Draconian laws, such as the Public Order and Security Act, render it almost impossible for the MDC to address its supporters; intelligence service-run electoral institutions, like the Zimbabwe Electoral Commission, tilt the ballot in favour of the ruling party; while the government’s monopoly over the four radio stations and the sole TV channel ensure opposition voices are rarely heard.
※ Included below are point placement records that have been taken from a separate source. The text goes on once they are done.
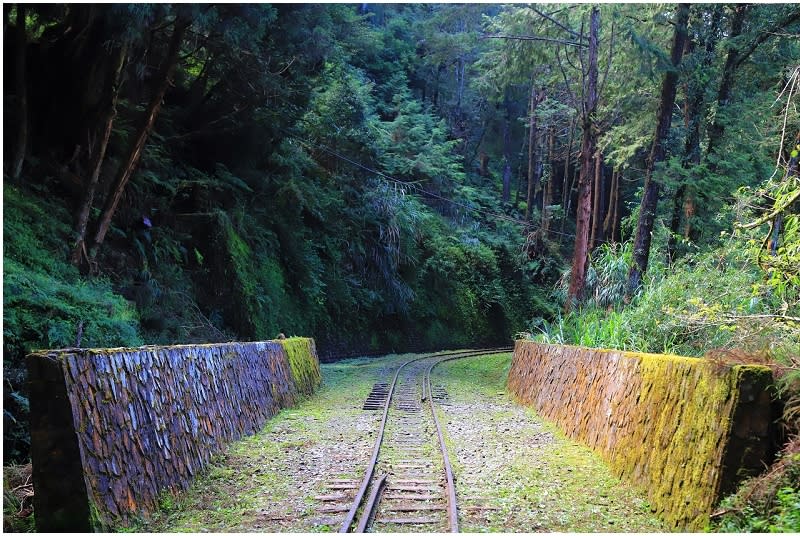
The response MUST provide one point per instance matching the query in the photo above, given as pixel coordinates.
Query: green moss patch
(303, 362)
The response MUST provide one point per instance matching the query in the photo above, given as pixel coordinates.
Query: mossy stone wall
(129, 423)
(683, 429)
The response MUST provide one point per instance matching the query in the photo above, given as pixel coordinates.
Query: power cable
(389, 178)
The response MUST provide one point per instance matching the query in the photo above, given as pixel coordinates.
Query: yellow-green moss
(662, 422)
(303, 362)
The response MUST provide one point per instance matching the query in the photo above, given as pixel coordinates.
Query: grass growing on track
(537, 479)
(252, 485)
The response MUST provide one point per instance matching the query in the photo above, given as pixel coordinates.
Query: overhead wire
(416, 187)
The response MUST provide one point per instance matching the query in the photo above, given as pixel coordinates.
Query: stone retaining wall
(683, 429)
(112, 428)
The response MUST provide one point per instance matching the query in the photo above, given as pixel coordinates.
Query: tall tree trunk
(599, 202)
(507, 151)
(135, 152)
(21, 89)
(612, 215)
(580, 255)
(693, 116)
(79, 253)
(647, 210)
(717, 128)
(533, 151)
(566, 185)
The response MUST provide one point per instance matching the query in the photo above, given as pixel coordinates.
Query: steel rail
(452, 507)
(348, 521)
(351, 514)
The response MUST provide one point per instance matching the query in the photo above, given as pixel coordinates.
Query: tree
(20, 81)
(647, 210)
(580, 254)
(130, 161)
(79, 253)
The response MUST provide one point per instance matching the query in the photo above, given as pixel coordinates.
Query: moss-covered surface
(662, 422)
(303, 362)
(516, 472)
(539, 480)
(148, 419)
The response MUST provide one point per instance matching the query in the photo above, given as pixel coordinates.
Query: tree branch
(767, 217)
(557, 23)
(766, 34)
Since the beginning of the year, the government has moved up a gear. It has become blatant in its attacks on pro-democracy movements, which it accuses of fostering what it calls “a regime change agenda” and stirring up civil unrest in the country. Since the arrest and brutal attack on opposition leaders and their supporters for trying to attend a banned rally on March 11, government pressure on the opposition has intensified.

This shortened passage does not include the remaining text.